Today, memory space handling in convert_tensor_to_tile_ops is spread across three independent mechanisms that don't talk to each other:

Mechanism What it does Location
TensorArgsInConvertedOpsCollector Inserts entry tile.load(Vec) for tensor params used by converted ops; hardcodes a kSelfLoadingOps exclusion list convert_tensor_to_tile_ops_pass.cpp:80
MatmulSlicePatternCollector Pre-scans for tensor.slice → tensor.matmul and overrides slice to tile.load(Mat) convert_tensor_to_tile_ops_pass.cpp:229
LoadOperandToMat() inside matmul/matmul_acc converters If input is TensorType, loads to Mat; if TileType, passes through (ignoring whether it's in the right space) op_conversion_registry.cpp:84

Problems with the current approach:

  1. Doesn't scale: Every new op that needs a non-Vec input space requires a new special-case collector or converter hack.
  2. Fragile exclusion list: kSelfLoadingOps must be manually kept in sync with which ops manage their own loads.
  3. Incomplete space checking: LoadOperandToMat() passes through any TileType without checking its actual memory space — a tile in Vec space feeding matmul silently produces wrong code.
  4. Cross-op patterns are hardcoded: Only slice→matmul is handled. slice→future_mat_op would need yet another collector.

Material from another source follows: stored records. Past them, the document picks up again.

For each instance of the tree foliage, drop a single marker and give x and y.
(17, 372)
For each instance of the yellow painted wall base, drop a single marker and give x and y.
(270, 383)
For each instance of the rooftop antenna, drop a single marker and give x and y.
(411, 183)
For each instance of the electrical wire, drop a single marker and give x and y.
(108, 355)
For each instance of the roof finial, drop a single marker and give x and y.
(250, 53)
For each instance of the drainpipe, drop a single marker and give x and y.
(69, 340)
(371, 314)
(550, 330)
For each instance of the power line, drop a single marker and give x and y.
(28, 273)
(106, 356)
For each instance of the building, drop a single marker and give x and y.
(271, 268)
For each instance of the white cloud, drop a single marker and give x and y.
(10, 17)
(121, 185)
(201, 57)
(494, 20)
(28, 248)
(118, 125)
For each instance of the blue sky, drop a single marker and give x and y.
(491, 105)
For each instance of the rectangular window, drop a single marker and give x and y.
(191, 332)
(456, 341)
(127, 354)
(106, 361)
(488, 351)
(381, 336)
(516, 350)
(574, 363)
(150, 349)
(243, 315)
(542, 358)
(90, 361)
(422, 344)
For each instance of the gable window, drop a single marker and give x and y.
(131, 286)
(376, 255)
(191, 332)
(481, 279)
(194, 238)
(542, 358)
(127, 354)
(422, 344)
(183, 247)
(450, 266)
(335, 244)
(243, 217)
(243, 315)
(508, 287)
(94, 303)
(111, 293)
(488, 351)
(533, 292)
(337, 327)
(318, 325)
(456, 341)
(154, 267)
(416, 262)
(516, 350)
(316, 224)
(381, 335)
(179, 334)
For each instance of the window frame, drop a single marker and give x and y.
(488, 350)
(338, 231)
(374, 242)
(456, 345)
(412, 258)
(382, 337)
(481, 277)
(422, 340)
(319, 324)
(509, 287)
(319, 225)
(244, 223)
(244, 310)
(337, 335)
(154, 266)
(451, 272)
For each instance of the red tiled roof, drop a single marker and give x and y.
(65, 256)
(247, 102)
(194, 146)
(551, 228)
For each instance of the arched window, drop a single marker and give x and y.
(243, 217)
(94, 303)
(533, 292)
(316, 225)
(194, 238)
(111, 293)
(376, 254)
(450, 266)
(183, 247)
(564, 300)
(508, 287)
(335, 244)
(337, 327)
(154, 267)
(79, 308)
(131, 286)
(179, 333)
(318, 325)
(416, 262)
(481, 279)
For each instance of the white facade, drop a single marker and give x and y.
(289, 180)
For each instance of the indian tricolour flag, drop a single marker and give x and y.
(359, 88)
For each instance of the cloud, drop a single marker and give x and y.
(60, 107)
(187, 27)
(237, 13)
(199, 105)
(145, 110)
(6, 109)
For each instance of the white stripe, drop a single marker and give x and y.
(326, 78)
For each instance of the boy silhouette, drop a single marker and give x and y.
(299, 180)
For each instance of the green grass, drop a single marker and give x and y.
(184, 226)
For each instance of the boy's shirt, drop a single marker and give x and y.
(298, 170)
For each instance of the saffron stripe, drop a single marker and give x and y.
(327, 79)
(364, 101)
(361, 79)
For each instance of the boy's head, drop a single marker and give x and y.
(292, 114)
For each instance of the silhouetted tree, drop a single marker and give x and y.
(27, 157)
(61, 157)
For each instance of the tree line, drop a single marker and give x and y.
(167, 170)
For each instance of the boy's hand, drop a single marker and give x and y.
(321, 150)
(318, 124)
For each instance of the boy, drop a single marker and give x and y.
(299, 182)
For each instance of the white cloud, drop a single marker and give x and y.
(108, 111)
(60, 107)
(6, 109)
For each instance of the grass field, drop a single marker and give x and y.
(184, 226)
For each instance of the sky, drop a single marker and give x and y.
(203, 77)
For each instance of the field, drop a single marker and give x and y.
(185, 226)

The root insight: each tensor op has memory space requirements for its inputs. Once the input's memory space matches the requirement, no load/move is needed; otherwise, the framework should bridge the gap. This belongs in the converter registration, not in ad-hoc pattern matchers.

Design

New Types in op_conversion_registry.h

/// Per-input memory space requirement for a converter.
struct InputSpaceReq {
  MemorySpace space;                       ///< Required memory space
  std::optional<std::string> trans_kwarg;  ///< Read transpose flag from this kwarg (if any)
};

/// Full conversion entry: converter function + input requirements.
struct ConversionEntry {
  ConversionFunc func;
  /// Per-input space requirements (key = arg index).
  /// Inputs not listed here have no space requirement (framework won't auto-load them).
  std::unordered_map<size_t, InputSpaceReq> input_reqs;
};

Updated OpConversionRegistry

class OpConversionRegistry {
 public:
  // --- New registration methods ---

  /// Register simple 1:1 conversion with per-input space requirements.
  void RegisterSimple(const std::string& from_op, const std::string& to_op,
                      std::unordered_map<size_t, InputSpaceReq> input_reqs = {});

  /// Register custom conversion with per-input space requirements.
  void RegisterCustom(const std::string& from_op, ConversionFunc func,
                      std::unordered_map<size_t, InputSpaceReq> input_reqs = {});

  /// Look up a conversion entry (function + requirements).
  [[nodiscard]] const ConversionEntry* Lookup(const std::string& op_name) const;

  /// Query just input requirements for an op (used by ConsumerSpaceCollector).
  [[nodiscard]] const std::unordered_map<size_t, InputSpaceReq>*
  GetInputReqs(const std::string& op_name) const;

 private:
  std::unordered_map<std::string, ConversionEntry> conversions_;
};

Registration Examples

// Elementwise: inputs need Vec (default for most ops)
RegisterSimple("tensor.add", "tile.add",
    {{0, {MemorySpace::Vec}}, {1, {MemorySpace::Vec}}});

// Matmul: inputs need Mat, transpose read from kwargs
RegisterCustom("tensor.matmul", matmul_converter,
    {{0, {MemorySpace::Mat, "a_trans"}},
     {1, {MemorySpace::Mat, "b_trans"}}});

RegisterCustom("tensor.matmul_acc", matmul_acc_converter,
    {{1, {MemorySpace::Mat, "a_trans"}},   // lhs at index 1
     {2, {MemorySpace::Mat, "b_trans"}}});  // rhs at index 2
    // acc at index 0: no space req (passed through from IterArg)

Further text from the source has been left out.